More robust color picker in Darktable

paolod · December 1, 2020, 3:40am

I have an idea for an improvement to the color pickers in Darktable used by various modules…

Depending on the specific parameter in a specific module that the color is being picked for, either the mean, min, or max of all pixels in the selected area, for each color channel, is used. The min and max are sensitive to outliers - all it takes is one single pixel that’s very different from the others to throw off the picked value.

I keep running into this problem when trying to use the Dmax picker in negadoctor. Either there’s a speck of dust on the negative, or a stray pixel with a negative RGB value that causes it to pick 6.00dB instead of a more reasonable value. I’m not really sure if this problem comes up often with any other modules that pick the min / max value - has anyone else had trouble with this?

A possible solution is to ignore the few pixels with the highest or lowest values and take something like the pixel value at the 0.5th percentile as the min, and the value at the 99.5th percentile as the max.

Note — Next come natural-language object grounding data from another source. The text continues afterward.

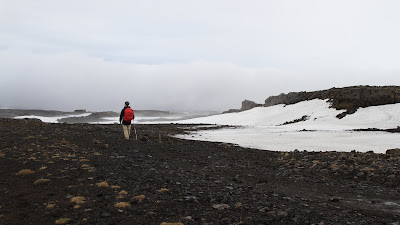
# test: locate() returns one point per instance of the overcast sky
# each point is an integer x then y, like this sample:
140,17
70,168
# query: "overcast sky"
184,55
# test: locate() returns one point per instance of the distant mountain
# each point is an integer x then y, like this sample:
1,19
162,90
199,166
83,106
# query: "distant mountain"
347,98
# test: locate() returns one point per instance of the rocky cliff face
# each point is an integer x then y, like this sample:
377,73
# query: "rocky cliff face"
350,98
347,98
246,105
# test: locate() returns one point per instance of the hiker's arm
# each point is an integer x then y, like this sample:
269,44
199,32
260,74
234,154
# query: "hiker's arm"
121,115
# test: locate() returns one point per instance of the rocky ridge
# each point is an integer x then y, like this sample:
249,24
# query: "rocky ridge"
87,174
347,98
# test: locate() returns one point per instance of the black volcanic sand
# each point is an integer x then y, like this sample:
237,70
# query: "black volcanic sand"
76,174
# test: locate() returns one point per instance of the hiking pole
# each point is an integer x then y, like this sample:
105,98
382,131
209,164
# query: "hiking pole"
134,128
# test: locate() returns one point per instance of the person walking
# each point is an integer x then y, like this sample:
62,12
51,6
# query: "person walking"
125,118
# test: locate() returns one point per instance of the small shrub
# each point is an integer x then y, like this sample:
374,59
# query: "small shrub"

It would obviously be inefficient to find the exact quantiles (would require sorting all the pixels!!) but an approximation should be good enough. There has been a lot of research into efficient algorithms for this problem of approximating quantiles on large data sets, for example the t-digest. As a quick experiment I took this C implementation and tried calling it from color_picker_helper_4ch() in src/common/color_picker.c, replacing the existing min/max/mean calculation and it seems to work well. Single threaded it’s a little slow, but it parallelizes easily and runs quickly on an entire image on my 6 core machine. Once the t-digest has made a single pass over the entire area its output can be queried to get the value of any arbitrary quantile.

Maybe this could be calculated alongside the existing min/max, and any module that wants to reject outliers could query it instead of accessing picked_color_min or picked_color_max. Or, it could be enabled optionally for all modules - for example shift-drag instead of drag to select the picked area and picked_color_min and picked_color_max get set to the 0.5th and 99.5th percentiles instead of the actual min and max.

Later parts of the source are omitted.